November 29, 2010
By apinella BRONZE, Winchester, Massachusetts
apinella BRONZE, Winchester, Massachusetts
1 article 0 photos 0 comments

I saw the best minds, worst minds, and most mediocre minds of my generation destroyed by
madness, hunger, selfishness and pain.
The way the world works, nobody can escape from the binds of consuming and conforming.
In a bitter harmony, the world’s richest and poorest fight for a way to the top, the two groups equally seeking more and more. Enough is never enough.
The fat banker sits at his mahogany desk in the corner office and writes check after check to pay his various bills—water, heating, telephone, electricity, home theater, Jacuzzi, plane tickets to St. Maarten’s, private chef, personal masseuse, helicopter, in-home Ferris Wheel.
Forty floors below him, on the sidewalk, the withered beggar divides his change—dollar menu burger and fries, a bottle of Seagram, and his lady companion at Third and Avenue.
But if the poor had the resources of the rich, their bills would be no different. Economic caste means nothing in terms of greed. Enough is never enough.
One block away, in a small apartment, a tall, slim teenager looks at herself in the mirror. She sees nothing but large hips, a protruding potbelly and untoned arms. She shuffles into the bathroom and sticks her fingers down her throat, purging away her lunch.
She sinks to the floor. Physically empty, but emotionally full.
Thoughts of self-hatred, disgust and imperfection swirl throughout her like tiny electric shocks.
Perfection is always one step away. Impossible beauty standards send one message. Enough is never enough.
Halfway across the world, in Tokyo, a girl sits at her bureau—she puts in her green contact lenses, twists her chestnut brown highlighted hair into a French braid, and applies skin-bleaching cream to her already pearly white face.
Such one-dimensional appearance values wipe out the wide variety of beauty.
There is more than one kind of beautiful, but the world seems to disagree.
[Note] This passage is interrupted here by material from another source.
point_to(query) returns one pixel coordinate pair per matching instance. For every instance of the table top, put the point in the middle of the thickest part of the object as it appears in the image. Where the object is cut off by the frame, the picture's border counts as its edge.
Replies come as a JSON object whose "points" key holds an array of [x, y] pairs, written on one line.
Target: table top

If you are different you are not worth anything, screams the media.
And so the Japanese girl with so much natural beauty looks in the mirror and sees nothing but ugliness. Enough is never enough.
In Germany, a middle-aged man runs to his car after leaving his lover’s house. Furtively glancing over his shoulder he is relieved to see no passers-by. Why should a single man care so much to be seen exiting an apartment building? Quite simply, his lover is another man.
Back in Alabama, a young couple sits in the park holding hands. His large, ebony fingers intertwined with her delicate, alabaster ones. A group of men drive by them shouting insults and racial slurs. The couple tries to ignore the cries. Their love is real. But the shadow of hate caused by others will always follow. Enough is never enough.
No matter location, the problems are the same. Pain crosses over all cultures.
Greed is rampant, unfairness exists, beauty is narrow and intolerance for difference is abundant.
Enough objects are never enough.
Enough beauty is never enough.
Enough love is never enough.
Perhaps tomorrow’s generation will see the light.
A world where material things enhance life, not define it.
A culture that accepts beauty in all shapes, sizes, colors and designs.
A community that believes in love between all people, no matter what gender or race.
A new day will dawn, and hope will fill the world.
I will see the best minds, worst minds, and most mediocre minds of the next generation renewed by happiness, fulfillment, selflessness and joy.
The way the world will work, everyone will love and celebrate diversity.
In sweet collaboration, the rich and the poor will work together to fight overconsumption, discrimination, and hate. Tomorrow, enough will always be enough.

The author's comments:
This piece was written with apologies to Allen Ginsberg. It is a modern-day reflection on society and how this generation, just like the Beat Generation before, is filled with desperation, greed and hate. However, it is also a strong reminder that we can do something to change the world, and all hope is not lost.